O sistema Drousys reunia uma base de dados para gerenciar o departamento de propinas da Odebrecht através de operações da intranet, uma rede privada, cujo banco de dados era hospedado em dois servidores privados, sendo um na Suíça e outro no Brasil.

O Drousys, um sistema totalmente dedicado a operações criminosas, ficou conhecido como o "Departamentos de Operações Estruturadas" da empreiteira e era através deste sistema sofisticadíssimo que o executivo Marcelo Odebrecht controlava o fluxo de propina para centenas de políticos.

Para a Odebrecht, o sistema Drousys tornava mais segura a comunicação do departamento de propinas. Todos os pedidos de entrega de dinheiro trafegavam através desse sistema. Todos os usuários possuíam um login próprio, que escondia sua identidade. Os operadores financeiros também possuíam logins próprios. Também salienta a PF: “Em algum momento em 2015, o sistema foi terminado, em clara tentativa de destruir evidências relativas aos ilícitos perpetrados pelo Setor de Operações Estruturadas”.

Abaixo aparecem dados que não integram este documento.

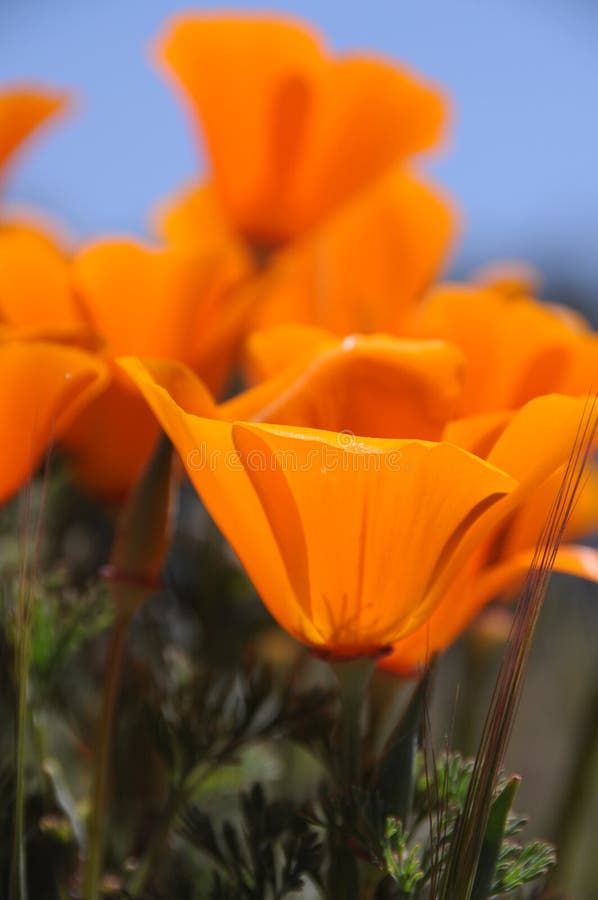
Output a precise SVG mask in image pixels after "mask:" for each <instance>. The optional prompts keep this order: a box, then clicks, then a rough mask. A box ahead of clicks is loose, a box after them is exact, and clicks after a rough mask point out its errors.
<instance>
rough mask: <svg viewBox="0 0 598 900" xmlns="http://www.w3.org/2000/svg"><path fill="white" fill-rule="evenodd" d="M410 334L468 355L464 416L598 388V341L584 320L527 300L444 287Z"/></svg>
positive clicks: (561, 311)
mask: <svg viewBox="0 0 598 900" xmlns="http://www.w3.org/2000/svg"><path fill="white" fill-rule="evenodd" d="M406 330H407V332H408V333H409V334H411V335H413V336H415V337H421V338H427V339H430V338H432V337H434V338H437V339H440V340H446V341H451V342H453V343H454V344H456V345H457V346H458V347H460V348H461V350H462V351H463V353H464V354H465V359H466V375H465V385H464V392H463V403H462V415H474V414H482V413H486V412H491V411H495V410H509V409H517V408H518V407H520V406H522V404H524V403H525V402H526V401H528V400H530V399H531V398H532V397H537V396H540V395H542V394H548V393H551V392H559V393H566V394H576V395H582V394H583V395H586V394H587V393H588V392H589V391H591V390H592V388H593V386H595V377H596V376H595V373H596V363H597V362H598V337H597V336H596V335H595V334H594V333H593V332H592V331H591V330H590V329H589V328H587V327H585V325H584V324H583V323H582V321H581V320H580V318H579V317H574V316H572V315H570V314H569V313H568V312H566V311H564V310H562V309H561V308H559V307H555V306H548V305H545V304H541V303H539V302H538V301H536V300H533V299H531V298H528V297H524V296H520V295H516V296H508V295H507V294H505V293H503V292H501V291H492V290H483V289H480V288H474V287H465V286H462V285H458V286H455V287H451V286H445V287H439V288H437V289H435V290H434V291H432V292H431V293H430V294H429V295H428V296H427V297H426V298H425V300H424V301H423V302H422V303H421V304H420V306H419V307H417V308H416V309H414V311H413V316H412V320H411V322H410V324H409V327H408V328H407V329H406Z"/></svg>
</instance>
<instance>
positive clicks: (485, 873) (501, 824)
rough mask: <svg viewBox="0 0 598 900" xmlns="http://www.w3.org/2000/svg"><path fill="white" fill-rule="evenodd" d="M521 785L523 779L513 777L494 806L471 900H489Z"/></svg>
mask: <svg viewBox="0 0 598 900" xmlns="http://www.w3.org/2000/svg"><path fill="white" fill-rule="evenodd" d="M520 783H521V778H519V776H518V775H513V776H511V778H509V780H508V781H507V783H506V785H505V786H504V787H503V789H502V790H501V791H500V793H499V794H498V796H497V797H496V799H495V800H494V802H493V804H492V807H491V809H490V817H489V819H488V824H487V826H486V833H485V835H484V843H483V844H482V852H481V853H480V860H479V862H478V868H477V872H476V877H475V881H474V884H473V890H472V892H471V900H487V898H488V897H489V896H490V893H491V890H492V884H493V880H494V873H495V871H496V865H497V863H498V859H499V856H500V851H501V847H502V844H503V840H504V836H505V830H506V828H507V822H508V818H509V812H510V809H511V806H512V805H513V800H514V799H515V794H516V793H517V790H518V788H519V785H520Z"/></svg>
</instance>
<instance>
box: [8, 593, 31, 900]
mask: <svg viewBox="0 0 598 900" xmlns="http://www.w3.org/2000/svg"><path fill="white" fill-rule="evenodd" d="M31 624H32V623H31V596H30V593H29V588H28V587H27V586H25V587H22V588H20V590H19V598H18V605H17V627H16V635H17V640H16V681H17V685H18V692H17V723H16V724H17V733H16V744H15V782H16V783H15V820H14V836H13V855H12V867H11V879H10V900H27V872H26V865H25V763H26V759H25V757H26V746H25V745H26V736H27V720H28V703H27V699H28V693H29V662H30V657H31Z"/></svg>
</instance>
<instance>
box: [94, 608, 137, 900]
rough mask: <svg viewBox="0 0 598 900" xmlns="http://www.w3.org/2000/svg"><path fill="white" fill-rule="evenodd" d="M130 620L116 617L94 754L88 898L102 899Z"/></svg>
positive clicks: (108, 662)
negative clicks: (109, 815)
mask: <svg viewBox="0 0 598 900" xmlns="http://www.w3.org/2000/svg"><path fill="white" fill-rule="evenodd" d="M129 622H130V616H129V615H127V614H120V615H119V617H118V618H117V620H116V624H115V626H114V628H113V631H112V635H111V638H110V647H109V651H108V660H107V665H106V681H105V683H104V693H103V698H102V712H101V717H100V725H99V732H98V742H97V745H96V748H95V753H94V766H93V775H92V779H93V780H92V806H91V813H90V822H89V832H88V847H87V866H86V872H85V891H84V897H85V900H98V898H99V896H100V878H101V874H102V866H103V861H104V844H105V838H106V809H107V796H108V781H109V773H110V757H111V751H112V737H113V725H114V714H115V711H116V705H117V700H118V694H119V690H120V682H121V676H122V667H123V661H124V655H125V646H126V638H127V632H128V629H129Z"/></svg>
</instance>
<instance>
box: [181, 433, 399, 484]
mask: <svg viewBox="0 0 598 900" xmlns="http://www.w3.org/2000/svg"><path fill="white" fill-rule="evenodd" d="M339 449H340V450H341V451H345V452H340V453H339ZM187 467H188V468H189V469H190V470H192V471H194V472H200V471H206V470H207V471H210V472H214V471H216V470H217V469H219V468H225V469H228V470H229V471H232V472H242V471H252V472H268V471H283V472H308V471H312V470H314V469H319V470H320V471H321V472H322V474H326V473H327V472H364V471H366V472H379V471H382V470H385V471H390V472H410V471H411V469H412V466H411V463H409V462H408V461H407V460H405V458H404V454H403V451H402V450H401V449H399V448H397V449H394V450H387V451H381V450H379V449H377V448H375V447H371V446H369V445H367V444H364V443H363V441H362V440H361V439H360V438H358V437H357V436H356V435H355V434H353V432H351V431H342V432H339V434H338V435H337V442H336V446H335V445H331V444H325V443H319V444H317V446H314V447H311V448H310V449H309V450H308V452H307V453H305V452H303V453H299V452H298V451H297V450H295V449H293V448H287V449H285V450H272V451H265V450H260V449H258V448H254V449H252V450H249V451H248V452H247V453H245V454H241V453H239V452H238V451H237V450H221V449H219V448H218V449H215V448H213V447H210V446H209V444H208V443H207V442H206V441H202V443H200V444H199V445H198V446H197V447H195V448H194V449H193V450H191V451H190V452H189V453H188V454H187Z"/></svg>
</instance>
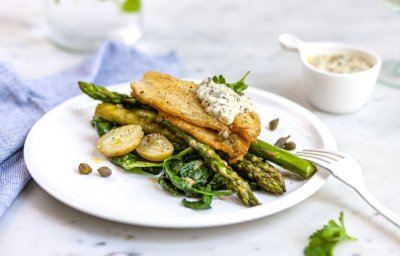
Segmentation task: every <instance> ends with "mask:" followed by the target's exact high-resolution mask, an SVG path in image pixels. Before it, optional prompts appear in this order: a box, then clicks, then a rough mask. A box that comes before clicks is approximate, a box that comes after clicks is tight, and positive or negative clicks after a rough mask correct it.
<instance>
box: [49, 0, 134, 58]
mask: <svg viewBox="0 0 400 256" xmlns="http://www.w3.org/2000/svg"><path fill="white" fill-rule="evenodd" d="M45 1H46V3H45V15H46V20H47V27H48V36H49V38H50V39H51V40H52V41H53V42H54V43H55V44H57V45H59V46H61V47H64V48H67V49H70V50H74V51H90V50H93V49H95V48H96V47H98V46H99V45H100V44H101V43H102V42H103V41H105V40H113V41H120V42H124V43H127V44H133V43H135V42H136V41H137V40H139V38H140V37H141V35H142V33H141V2H140V0H45Z"/></svg>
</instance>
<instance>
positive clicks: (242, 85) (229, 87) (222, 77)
mask: <svg viewBox="0 0 400 256" xmlns="http://www.w3.org/2000/svg"><path fill="white" fill-rule="evenodd" d="M249 73H250V71H247V73H246V74H245V75H244V76H243V77H242V78H240V80H239V81H237V82H234V83H227V82H226V80H225V78H224V76H223V75H219V76H213V77H212V80H213V82H214V83H216V84H223V85H226V86H228V87H229V88H232V90H234V91H235V92H236V93H241V92H242V91H244V90H246V89H247V87H248V85H247V84H246V83H245V82H244V80H245V79H246V77H247V76H248V75H249Z"/></svg>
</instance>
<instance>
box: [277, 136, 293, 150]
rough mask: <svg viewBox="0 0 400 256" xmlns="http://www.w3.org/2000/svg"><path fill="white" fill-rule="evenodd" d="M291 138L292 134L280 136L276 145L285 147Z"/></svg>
mask: <svg viewBox="0 0 400 256" xmlns="http://www.w3.org/2000/svg"><path fill="white" fill-rule="evenodd" d="M289 138H290V135H288V136H287V137H281V138H279V139H278V140H277V141H276V142H275V144H274V145H275V146H276V147H278V148H283V149H285V144H286V143H287V140H288V139H289Z"/></svg>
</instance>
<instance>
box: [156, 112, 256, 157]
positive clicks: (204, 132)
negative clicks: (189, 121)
mask: <svg viewBox="0 0 400 256" xmlns="http://www.w3.org/2000/svg"><path fill="white" fill-rule="evenodd" d="M160 115H161V116H163V117H164V118H165V119H167V120H168V121H169V122H171V123H172V124H173V125H175V126H177V127H179V128H180V129H182V130H184V131H185V132H187V133H189V134H191V135H193V136H194V137H196V139H198V140H199V141H201V142H203V143H206V144H207V145H209V146H211V147H212V148H214V149H217V150H221V151H223V152H225V153H227V154H228V156H229V158H230V160H229V162H231V163H235V162H236V161H238V160H242V159H243V157H244V156H245V155H246V153H247V151H248V149H249V147H250V142H251V141H249V140H246V139H244V138H242V137H241V136H239V135H238V134H236V133H230V134H228V135H227V136H226V137H225V138H222V137H221V134H220V133H218V132H217V131H215V130H211V129H208V128H204V127H199V126H197V125H195V124H192V123H189V122H187V121H185V120H183V119H182V118H180V117H177V116H173V115H171V114H168V113H166V112H163V111H160Z"/></svg>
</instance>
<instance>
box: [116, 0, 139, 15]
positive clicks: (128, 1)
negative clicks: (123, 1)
mask: <svg viewBox="0 0 400 256" xmlns="http://www.w3.org/2000/svg"><path fill="white" fill-rule="evenodd" d="M140 7H141V3H140V0H125V1H124V2H123V3H122V5H121V10H122V11H123V12H126V13H132V12H137V11H139V10H140Z"/></svg>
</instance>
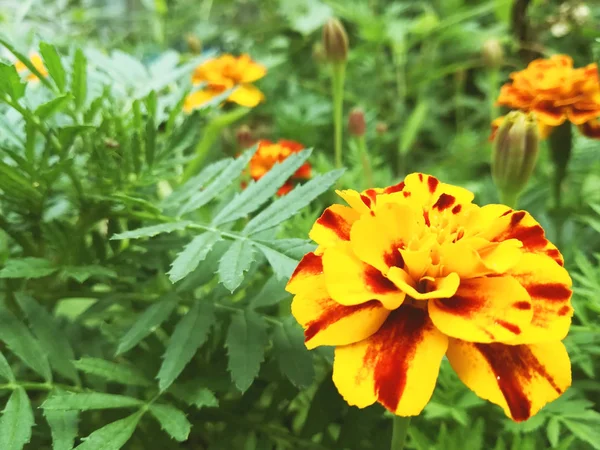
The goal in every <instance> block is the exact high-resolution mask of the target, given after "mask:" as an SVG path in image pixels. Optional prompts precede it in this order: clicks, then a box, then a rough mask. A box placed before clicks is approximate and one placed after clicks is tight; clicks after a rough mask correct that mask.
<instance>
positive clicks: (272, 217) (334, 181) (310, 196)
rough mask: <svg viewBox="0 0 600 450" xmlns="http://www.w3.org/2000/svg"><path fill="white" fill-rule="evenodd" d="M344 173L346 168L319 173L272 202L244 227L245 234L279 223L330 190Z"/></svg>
mask: <svg viewBox="0 0 600 450" xmlns="http://www.w3.org/2000/svg"><path fill="white" fill-rule="evenodd" d="M343 173H344V169H339V170H333V171H331V172H328V173H326V174H323V175H319V176H317V177H315V178H313V179H312V180H310V181H308V182H307V183H304V184H303V185H301V186H296V188H294V190H293V191H291V192H290V193H289V194H287V195H284V196H283V197H280V198H278V199H277V200H275V201H274V202H273V203H271V204H270V205H269V206H268V207H267V208H266V209H265V210H263V211H262V212H261V213H260V214H258V215H257V216H256V217H254V218H253V219H252V220H251V221H250V222H248V225H246V227H245V228H244V231H243V232H244V234H246V235H250V234H256V233H259V232H261V231H264V230H268V229H269V228H273V227H274V226H276V225H279V224H280V223H281V222H283V221H285V220H287V219H289V218H290V217H292V216H293V215H294V214H296V213H297V212H298V211H299V210H301V209H302V208H304V207H305V206H307V205H308V204H309V203H310V202H312V201H313V200H314V199H315V198H316V197H318V196H319V195H321V194H322V193H323V192H325V191H326V190H328V189H329V188H330V187H331V186H333V184H334V183H335V182H336V181H337V179H338V178H339V177H341V176H342V174H343Z"/></svg>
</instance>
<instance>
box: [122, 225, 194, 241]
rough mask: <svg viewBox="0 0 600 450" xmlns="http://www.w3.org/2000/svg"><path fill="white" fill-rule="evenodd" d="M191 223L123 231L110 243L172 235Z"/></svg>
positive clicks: (149, 227) (149, 226)
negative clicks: (119, 240)
mask: <svg viewBox="0 0 600 450" xmlns="http://www.w3.org/2000/svg"><path fill="white" fill-rule="evenodd" d="M191 224H192V222H190V221H189V220H182V221H180V222H168V223H161V224H158V225H151V226H149V227H142V228H137V229H135V230H130V231H125V232H124V233H119V234H115V235H113V236H111V238H110V239H111V240H112V241H118V240H122V239H139V238H143V237H154V236H157V235H159V234H162V233H172V232H173V231H181V230H185V229H186V228H187V227H188V226H190V225H191Z"/></svg>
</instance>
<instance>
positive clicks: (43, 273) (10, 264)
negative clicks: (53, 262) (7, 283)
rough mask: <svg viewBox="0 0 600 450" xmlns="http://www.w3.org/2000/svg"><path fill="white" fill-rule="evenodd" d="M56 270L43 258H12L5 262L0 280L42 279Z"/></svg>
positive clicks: (50, 262)
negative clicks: (30, 278) (12, 279)
mask: <svg viewBox="0 0 600 450" xmlns="http://www.w3.org/2000/svg"><path fill="white" fill-rule="evenodd" d="M56 270H57V268H56V267H55V266H54V265H53V264H52V263H51V262H50V261H48V260H47V259H44V258H32V257H27V258H13V259H9V260H8V261H6V264H5V266H4V268H3V269H2V270H0V278H27V279H29V278H42V277H46V276H48V275H50V274H52V273H54V272H56Z"/></svg>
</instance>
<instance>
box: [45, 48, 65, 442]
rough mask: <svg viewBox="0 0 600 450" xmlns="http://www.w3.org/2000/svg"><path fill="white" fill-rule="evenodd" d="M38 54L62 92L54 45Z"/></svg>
mask: <svg viewBox="0 0 600 450" xmlns="http://www.w3.org/2000/svg"><path fill="white" fill-rule="evenodd" d="M40 55H42V60H43V61H44V66H45V67H46V69H47V70H48V74H49V75H50V76H51V77H52V79H53V80H54V83H56V87H57V88H58V90H59V91H60V92H64V91H65V85H66V75H65V69H64V67H63V65H62V61H61V59H60V55H59V54H58V52H57V51H56V47H54V46H53V45H50V44H47V43H45V42H42V43H40ZM69 450H70V449H69Z"/></svg>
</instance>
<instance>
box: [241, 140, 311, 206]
mask: <svg viewBox="0 0 600 450" xmlns="http://www.w3.org/2000/svg"><path fill="white" fill-rule="evenodd" d="M303 149H304V145H302V144H300V143H299V142H295V141H289V140H285V139H280V140H279V141H278V142H276V143H273V142H271V141H268V140H266V139H263V140H261V141H259V142H258V150H256V153H255V154H254V156H253V157H252V159H251V160H250V177H251V178H252V179H253V180H255V181H258V180H260V179H261V178H262V177H263V176H265V175H266V174H267V172H268V171H269V170H271V169H272V168H273V166H274V165H275V164H277V163H280V162H282V161H284V160H285V159H286V158H287V157H288V156H290V155H292V154H293V153H298V152H299V151H301V150H303ZM310 176H311V166H310V164H309V163H304V164H303V165H302V166H301V167H300V168H299V169H298V170H297V171H296V173H294V175H293V176H292V177H291V178H290V179H289V180H288V181H287V182H286V183H285V184H284V185H283V186H282V187H281V188H280V189H279V191H277V195H285V194H287V193H288V192H290V191H291V190H292V189H293V188H294V180H303V179H304V180H306V179H309V178H310Z"/></svg>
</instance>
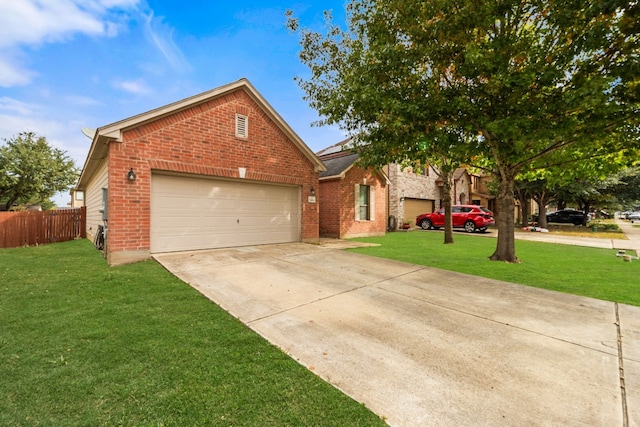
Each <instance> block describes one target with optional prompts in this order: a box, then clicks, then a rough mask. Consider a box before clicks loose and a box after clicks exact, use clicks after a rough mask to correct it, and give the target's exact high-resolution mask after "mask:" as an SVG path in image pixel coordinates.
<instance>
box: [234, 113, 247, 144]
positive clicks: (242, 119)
mask: <svg viewBox="0 0 640 427" xmlns="http://www.w3.org/2000/svg"><path fill="white" fill-rule="evenodd" d="M236 136H237V137H238V138H248V137H249V118H248V117H247V116H243V115H242V114H236Z"/></svg>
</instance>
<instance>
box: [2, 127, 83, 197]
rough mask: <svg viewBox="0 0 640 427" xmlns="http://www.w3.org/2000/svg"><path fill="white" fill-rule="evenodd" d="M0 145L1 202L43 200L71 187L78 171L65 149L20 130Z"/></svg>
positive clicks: (43, 138) (64, 190) (75, 179)
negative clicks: (15, 136) (60, 149)
mask: <svg viewBox="0 0 640 427" xmlns="http://www.w3.org/2000/svg"><path fill="white" fill-rule="evenodd" d="M4 141H5V145H3V146H1V147H0V204H2V205H4V206H5V208H6V209H11V208H12V207H13V206H14V205H21V204H30V203H42V202H45V201H47V200H48V199H49V198H50V197H52V196H53V195H54V194H56V193H57V192H60V191H65V190H68V189H70V188H71V186H72V185H73V184H74V183H75V181H76V180H77V178H78V171H77V169H76V167H75V165H74V163H73V160H71V159H70V158H69V157H68V156H67V155H66V153H65V152H64V151H62V150H59V149H57V148H54V147H51V146H50V145H49V144H48V143H47V140H46V138H45V137H42V136H37V135H36V134H35V133H33V132H22V133H20V134H18V136H16V137H13V138H11V139H5V140H4Z"/></svg>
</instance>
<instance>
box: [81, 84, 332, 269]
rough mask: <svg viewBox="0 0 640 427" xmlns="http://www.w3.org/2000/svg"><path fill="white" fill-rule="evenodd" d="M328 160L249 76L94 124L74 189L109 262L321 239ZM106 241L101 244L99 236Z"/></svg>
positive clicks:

A empreiteira havia destruído os arquivos no servidor no Brasil, mas mantinha outro sistema na Suíça contendo as centenas de planilhas onde estão detalhados repasses de propinas a políticos de vários partidos.  Todo este material se encontra agora em poder da Lava Jato, que poderá analisar as centenas de planilhas, algumas com saldo de mais de R$ 60 milhões. Através do backup do sistema entregue pela empreiteira, será possível identificar todos os codinomes utilizados por Marcelo Odebrecht para se referir aos recebedores das propinas.